Voor gelamineerd hout gemaakt van hardhout of gemodificeerd naaldhout zijn nog geen Europese productnormen met bijbehorende sterkteklassen opgesteld. Daarom wordt voor deze producten toch vaak een sterkteklasse uit EN 14080 gebruikt, zodat hiermee gerekend kan worden. De producent past de richtlijnen met betrekking tot de houtsortering, productieproces etc. aan ten opzichte van niet-gemodificeerd naaldhout zodat de afgegeven sterkte bereikt wordt.
Voorbeelden hiervan zijn gelamineerd iroko of gelamineerd gemodificeerd naaldhout.
- De houtsoort
- Het groeigebied van het hout
- De sortering
- De hoeveelheid beschikbare onderzoeksgegevens
Deze aspecten zijn vooral van belang voor de producent/leverancier van het hout, die dat in een bepaalde sterkteklasse levert. Maar voor de ontwerper is het goed te weten welke achtergronden hierbij spelen, omdat niet alle houtsoorten in elke sterkteklasse beschikbaar zijn. Het kan bijvoorbeeld vreemd overkomen dat een houtsoort uit een bepaald groeigebied een zekere sterkteklasse heeft, maar uit een aangrenzend groeigebied een andere sterkteklasse. Dat kan te maken hebben met de wijze waarop het hout groeit in de verschillende groeigebieden (andere bodem, plantage of bos), de ondersoort (zelfde familie, maar verschillende ondersoorten), de sortering (visueel/machinaal, en de eisen aan de sterkte-reducerende kenmerken) en de hoeveelheid onderzoek die is gedaan (bij beperkte onderzoeksgegevens wordt vaak een conservatievere waarde afgegeven).

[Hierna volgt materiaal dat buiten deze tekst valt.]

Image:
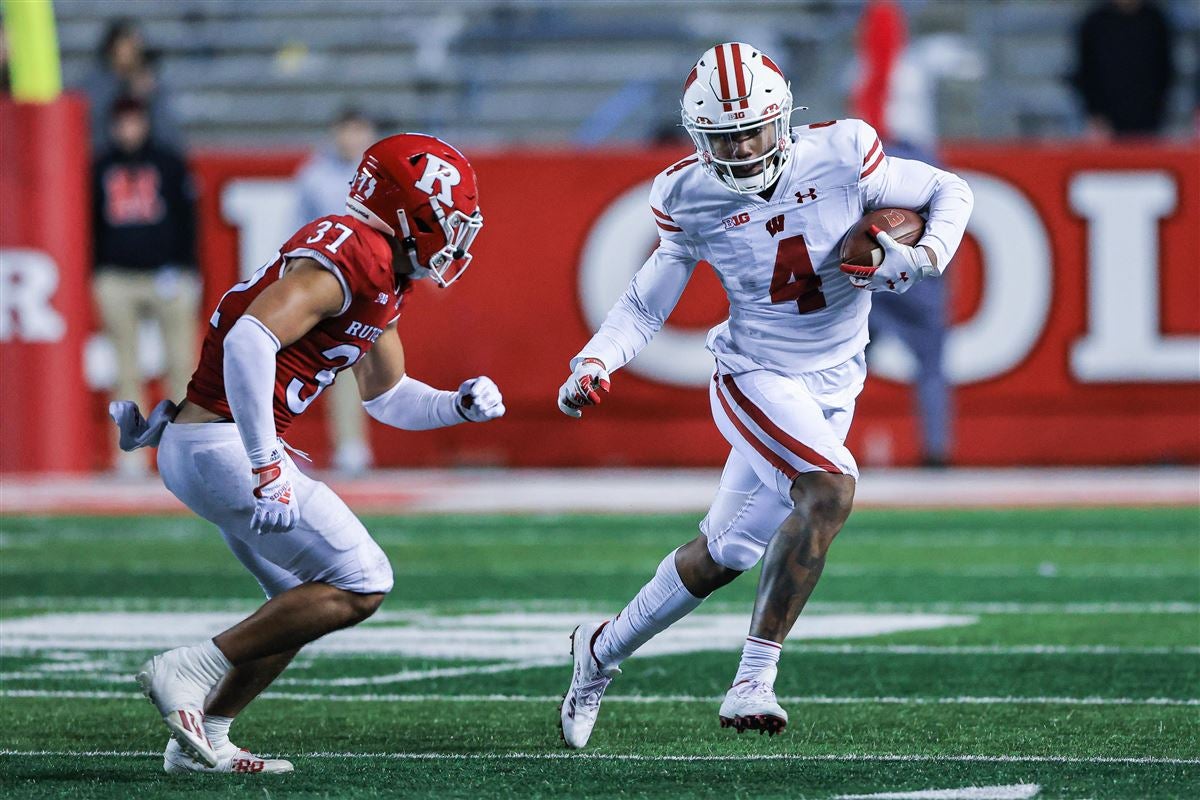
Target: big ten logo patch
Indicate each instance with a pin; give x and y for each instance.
(737, 220)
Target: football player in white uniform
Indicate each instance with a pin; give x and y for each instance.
(767, 205)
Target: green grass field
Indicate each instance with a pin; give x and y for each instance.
(942, 650)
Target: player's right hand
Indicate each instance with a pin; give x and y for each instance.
(588, 385)
(276, 505)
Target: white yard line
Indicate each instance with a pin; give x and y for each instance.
(647, 699)
(636, 491)
(633, 757)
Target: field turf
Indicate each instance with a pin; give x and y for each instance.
(1051, 654)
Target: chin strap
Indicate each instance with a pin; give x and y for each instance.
(408, 242)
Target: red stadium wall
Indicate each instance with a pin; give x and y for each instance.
(45, 306)
(1077, 323)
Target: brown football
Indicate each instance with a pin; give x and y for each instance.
(859, 247)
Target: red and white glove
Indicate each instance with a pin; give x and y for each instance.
(901, 266)
(588, 385)
(276, 505)
(479, 400)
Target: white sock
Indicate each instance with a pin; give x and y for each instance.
(217, 731)
(757, 656)
(659, 605)
(209, 662)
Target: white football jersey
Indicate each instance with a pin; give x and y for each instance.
(791, 308)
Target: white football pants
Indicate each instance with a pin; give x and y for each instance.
(779, 427)
(205, 465)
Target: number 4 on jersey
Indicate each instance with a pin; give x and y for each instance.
(795, 277)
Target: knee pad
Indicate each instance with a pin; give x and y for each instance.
(377, 575)
(741, 524)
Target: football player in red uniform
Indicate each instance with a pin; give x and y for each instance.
(329, 300)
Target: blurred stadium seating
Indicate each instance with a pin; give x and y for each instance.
(497, 72)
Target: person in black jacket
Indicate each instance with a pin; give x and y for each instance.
(1125, 68)
(144, 227)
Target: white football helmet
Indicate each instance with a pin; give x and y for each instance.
(733, 91)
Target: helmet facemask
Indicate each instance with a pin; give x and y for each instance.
(717, 143)
(735, 91)
(445, 264)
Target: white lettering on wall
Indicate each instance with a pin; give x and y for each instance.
(264, 211)
(617, 246)
(1125, 341)
(28, 282)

De relatie tussen visuele sorteerwijzen, groeigebieden en de sterkteklassen van houtsoorten is beschreven in EN 1912 (NEN-EN 1912 : Sterkteklassen - Toewijzing van visuele sorteringsklassen en houtsoorten -). Deze sterkteklassen zijn direct te gebruiken zonder verder onderzoek. Wanneer er op één van de bovengenoemde aspecten aanpassingen worden gedaan kan er mogelijk een andere sterkteklasse afgegeven worden.
Door machinale sortering toe te passen (op basis van bijvoorbeeld de dichtheid en elasticiteitsmodulus) kan hout in een hogere sterkteklasse worden ingedeeld omdat dit nauwkeuriger is. Dit wordt nu vooral gedaan voor naaldhout, maar kan ook worden toegepast op tropisch hardhout. Daar wordt nu in combinatie met visuele sortering per houtsoort maar één sterkteklasse aangegeven. Wanneer daar machinale sortering toegepast wordt kunnen ook hier meerdere sterkteklassen worden uitgesorteerd.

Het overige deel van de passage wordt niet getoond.